Come scatta la mobilitazione
La decisione spetta al governo, che deve richiedere lo stato di mobilitazione generale. Il Parlamento ha 48 ore per approvare la richiesta, seguita da un decreto firmato dal Presidente della Repubblica.
Chi può essere chiamato
In prima linea vengono richiamati i militari in servizio attivo nelle forze armate (Esercito, Aeronautica, Marina, Carabinieri e Guardia di Finanza). In caso di bisogno, si passa ai riservisti, cioè chi ha terminato il servizio militare da meno di cinque anni, fino a un’età massima di 56 anni.
Quando tocca ai civili
Solo se le forze sopra indicate non bastassero per la difesa del Paese, scatta la chiamata ai civili. In questo caso, tutti i cittadini e cittadine tra i 18 e i 45 anni possono essere arruolati. La legge tutela il loro posto di lavoro durante l’assenza e garantisce il reinserimento una volta terminata la missione.
Tutti i richiamati devono superare una visita medica che può stabilire: idoneità al servizio, rivedibilità (temporaneo rinvio) o riforma (esclusione definitiva).
L’articolo 52 della Costituzione recita:
“La difesa della Patria è sacro dovere del cittadino. Il servizio militare è obbligatorio nei limiti e modi stabiliti dalla legge. Il suo adempimento non pregiudica la posizione di lavoro né l’esercizio dei diritti politici.”
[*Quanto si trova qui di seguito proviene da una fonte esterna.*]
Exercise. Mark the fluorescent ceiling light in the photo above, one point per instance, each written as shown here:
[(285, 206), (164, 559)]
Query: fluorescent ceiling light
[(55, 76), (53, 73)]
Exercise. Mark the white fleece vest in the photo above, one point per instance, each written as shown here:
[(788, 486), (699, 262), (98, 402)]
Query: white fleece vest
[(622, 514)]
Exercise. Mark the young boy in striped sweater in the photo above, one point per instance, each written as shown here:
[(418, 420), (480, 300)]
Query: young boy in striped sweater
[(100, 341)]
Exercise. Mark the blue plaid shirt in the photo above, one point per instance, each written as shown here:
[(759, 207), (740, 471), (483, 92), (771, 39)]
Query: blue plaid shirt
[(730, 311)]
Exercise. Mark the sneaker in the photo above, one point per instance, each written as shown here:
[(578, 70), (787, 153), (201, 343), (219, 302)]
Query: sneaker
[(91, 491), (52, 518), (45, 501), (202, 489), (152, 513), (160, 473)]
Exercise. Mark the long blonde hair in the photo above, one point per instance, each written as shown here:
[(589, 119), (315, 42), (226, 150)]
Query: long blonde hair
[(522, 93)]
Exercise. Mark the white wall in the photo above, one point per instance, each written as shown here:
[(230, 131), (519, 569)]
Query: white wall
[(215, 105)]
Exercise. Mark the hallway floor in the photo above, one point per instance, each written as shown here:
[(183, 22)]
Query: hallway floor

Le conseguenze del rifiuto
Non è possibile rifiutare la chiamata alle armi per motivi di coscienza. L’unica eccezione è data da gravi problemi di salute o gravidanza in corso. Chi si sottrae al richiamo commette un reato, noto come renitenza alla leva.
Il disertore è chi non si presenta entro due giorni dall’arruolamento o si allontana dal posto assegnato per più di 24 ore. La pena può variare fino all’ergastolo, soprattutto se la fuga è pianificata o se si sceglie di unirsi a forze nemiche.
Va ricordato che, pur prevedendo la chiamata alle armi, l’Italia ripudia la guerra come strumento di aggressione. Pertanto, questo scenario si realizzerebbe solo in caso di attacco diretto al Paese o a uno Stato membro della Nato.